Why Singapore Remains Unforgettable on an Asian Cruise
Both an urban center and its own republic, the island city-state of Singapore is one of Asia's most exciting destinations. The city was originally established as a trading post of the East India Company in the early 19th century and has since grown into an international hub of trading, culture and history.
Here are some of the amazing sites waiting for you in Singapore when you book an Asian cruise vacation.
If you're looking to immerse yourself in modern-day Singapore, you won't want to miss an opportunity to visit Orchard Road. While the orchards that once lined the street prior to the 19th century are gone, the area has remained a shopping and entertainment hub that attracts tourists and city residents alike.
Orchard Road is the perfect place to wander through unique boutiques, enjoy wonderful restaurants and experience local culture on the busy streets and sidewalks. Featuring more than 800,000 square feet, you're bound to find something to your liking.
Little India and Masjid Sultan
One of the most exciting parts about visiting Singapore is the abundance of languages, cultures and religions centered in one place. In particular, Little India provides travelers with an intriguing blend of shops, restaurants, artisan businesses and historic buildings. Spicy aromas, sitar music and fine silk garments hanging in storefront windows make a trip to Little India one to remember.

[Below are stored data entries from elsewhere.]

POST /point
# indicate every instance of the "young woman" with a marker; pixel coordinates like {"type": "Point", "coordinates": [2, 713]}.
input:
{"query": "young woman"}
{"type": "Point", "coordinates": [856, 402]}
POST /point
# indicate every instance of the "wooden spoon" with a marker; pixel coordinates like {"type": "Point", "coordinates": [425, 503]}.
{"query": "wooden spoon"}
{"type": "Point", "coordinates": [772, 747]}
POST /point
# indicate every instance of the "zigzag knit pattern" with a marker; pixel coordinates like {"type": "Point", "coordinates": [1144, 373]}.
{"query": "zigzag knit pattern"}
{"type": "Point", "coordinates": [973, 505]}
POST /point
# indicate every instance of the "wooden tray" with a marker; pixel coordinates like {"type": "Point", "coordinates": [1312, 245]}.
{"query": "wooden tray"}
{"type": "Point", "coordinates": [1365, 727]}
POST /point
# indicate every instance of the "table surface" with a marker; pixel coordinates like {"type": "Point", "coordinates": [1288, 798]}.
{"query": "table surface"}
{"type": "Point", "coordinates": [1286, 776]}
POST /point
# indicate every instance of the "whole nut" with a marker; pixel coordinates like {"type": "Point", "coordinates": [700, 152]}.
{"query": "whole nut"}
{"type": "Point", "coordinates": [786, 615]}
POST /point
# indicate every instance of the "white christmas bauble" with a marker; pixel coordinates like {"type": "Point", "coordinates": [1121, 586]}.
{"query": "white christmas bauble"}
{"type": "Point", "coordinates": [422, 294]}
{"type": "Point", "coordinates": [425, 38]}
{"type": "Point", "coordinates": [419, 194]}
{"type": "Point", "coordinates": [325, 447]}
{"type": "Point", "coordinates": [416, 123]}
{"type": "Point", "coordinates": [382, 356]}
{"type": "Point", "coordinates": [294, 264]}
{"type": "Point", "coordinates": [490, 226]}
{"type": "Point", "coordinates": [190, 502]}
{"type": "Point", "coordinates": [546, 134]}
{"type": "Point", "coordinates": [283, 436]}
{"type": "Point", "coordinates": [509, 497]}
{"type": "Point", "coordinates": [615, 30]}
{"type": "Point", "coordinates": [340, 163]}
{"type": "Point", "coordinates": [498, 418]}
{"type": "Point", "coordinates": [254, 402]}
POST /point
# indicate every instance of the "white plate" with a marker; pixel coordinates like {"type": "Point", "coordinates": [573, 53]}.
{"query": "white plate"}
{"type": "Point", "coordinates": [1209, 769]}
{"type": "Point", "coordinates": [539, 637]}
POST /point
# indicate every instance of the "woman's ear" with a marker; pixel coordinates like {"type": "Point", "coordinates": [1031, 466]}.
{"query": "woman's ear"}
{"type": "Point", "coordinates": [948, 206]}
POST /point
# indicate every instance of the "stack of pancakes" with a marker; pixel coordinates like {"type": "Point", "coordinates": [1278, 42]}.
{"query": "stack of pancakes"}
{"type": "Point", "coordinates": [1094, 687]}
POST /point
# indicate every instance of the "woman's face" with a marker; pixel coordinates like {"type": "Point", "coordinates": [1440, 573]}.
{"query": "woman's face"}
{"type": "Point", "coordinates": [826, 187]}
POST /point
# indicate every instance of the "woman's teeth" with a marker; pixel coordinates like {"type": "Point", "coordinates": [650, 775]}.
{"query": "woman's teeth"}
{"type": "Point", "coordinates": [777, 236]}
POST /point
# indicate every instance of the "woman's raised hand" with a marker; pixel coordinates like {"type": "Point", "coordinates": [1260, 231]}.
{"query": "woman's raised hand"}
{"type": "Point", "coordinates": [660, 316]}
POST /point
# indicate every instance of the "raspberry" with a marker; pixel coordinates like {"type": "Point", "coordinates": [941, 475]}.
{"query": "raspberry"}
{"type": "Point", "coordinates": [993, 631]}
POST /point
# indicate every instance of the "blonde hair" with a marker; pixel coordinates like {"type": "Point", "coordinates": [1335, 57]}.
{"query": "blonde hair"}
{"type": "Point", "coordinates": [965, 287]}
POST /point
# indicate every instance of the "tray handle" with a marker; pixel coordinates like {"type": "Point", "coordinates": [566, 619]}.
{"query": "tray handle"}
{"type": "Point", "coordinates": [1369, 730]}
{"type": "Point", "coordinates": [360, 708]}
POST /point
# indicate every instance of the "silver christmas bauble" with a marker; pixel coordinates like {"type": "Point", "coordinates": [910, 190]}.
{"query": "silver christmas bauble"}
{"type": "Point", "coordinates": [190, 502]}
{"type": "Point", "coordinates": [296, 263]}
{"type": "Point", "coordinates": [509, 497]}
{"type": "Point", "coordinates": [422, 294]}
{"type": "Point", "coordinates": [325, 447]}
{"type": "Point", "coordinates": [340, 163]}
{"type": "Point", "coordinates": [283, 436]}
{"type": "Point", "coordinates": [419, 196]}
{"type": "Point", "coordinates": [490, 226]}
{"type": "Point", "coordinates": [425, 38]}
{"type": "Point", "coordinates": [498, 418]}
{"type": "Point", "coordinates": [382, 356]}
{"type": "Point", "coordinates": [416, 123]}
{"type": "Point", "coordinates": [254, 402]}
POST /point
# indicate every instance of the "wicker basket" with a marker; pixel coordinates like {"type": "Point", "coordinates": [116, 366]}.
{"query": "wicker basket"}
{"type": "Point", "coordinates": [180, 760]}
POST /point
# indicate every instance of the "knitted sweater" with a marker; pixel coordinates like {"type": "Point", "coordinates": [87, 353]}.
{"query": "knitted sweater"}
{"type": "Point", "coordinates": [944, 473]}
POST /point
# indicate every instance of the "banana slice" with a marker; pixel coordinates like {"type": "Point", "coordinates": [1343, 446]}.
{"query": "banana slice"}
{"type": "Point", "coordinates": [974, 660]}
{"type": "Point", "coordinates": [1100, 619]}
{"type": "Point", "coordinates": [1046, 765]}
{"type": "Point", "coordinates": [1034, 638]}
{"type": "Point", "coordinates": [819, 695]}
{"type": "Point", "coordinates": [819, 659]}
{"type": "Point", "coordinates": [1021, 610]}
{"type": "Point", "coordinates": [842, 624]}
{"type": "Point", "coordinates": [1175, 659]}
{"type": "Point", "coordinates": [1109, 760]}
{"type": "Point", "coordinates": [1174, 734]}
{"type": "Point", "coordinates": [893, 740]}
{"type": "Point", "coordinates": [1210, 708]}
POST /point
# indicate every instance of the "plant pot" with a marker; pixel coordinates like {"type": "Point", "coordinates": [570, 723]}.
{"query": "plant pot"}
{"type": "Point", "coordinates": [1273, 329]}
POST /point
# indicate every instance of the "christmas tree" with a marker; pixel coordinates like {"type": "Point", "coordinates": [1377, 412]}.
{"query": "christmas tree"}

As you're exploring the streets of this neighborhood, you're bound to pass by the gilded domes of Masjid Sultan, the great Sultan Mosque. Built by Sultan Hussain Shah, the Ruler of Temasek (Singapore's earlier name) in 1826 with help from the East India Company, this impressive monument has stood as a primary center of culture and worship in the Muslim community ever since.
Chinatown, Thian Hock Keng and Sri Mariamman
In Chinatown, you can enjoy the delicious Chinese restaurants and shops featuring authentic wares and merchandise you won't find anywhere else in Singapore.
Within the folds of Chinatown stand two of Singapore's oldest and most important religious temples, Thian Hock Keng and Sri Mariamman. Thian Hock Keng was completed in 1842 by Tan Tock Seng and Si Hoo Keh of the Hokkien clan and has been a place for Chinese immigrants in Singapore to pray to Ma Zu, the Goddess of the Sea. The temple was constructed in the Southern Chinese fashion, comprised of wood, tiles, intricate carvings and statues of dragons and phoenixes.
Sri Mariamman represents the Hindu presence in Chinatown. The site was finished in 1827 for worshippers from the South Indian districts of Nagapatnam and Cuddalore. The temple is dedicated to the Goddess Mariamman, the deity of cures for epidemic illnesses and diseases and is recognizable by its ornate and colorful tower entrance.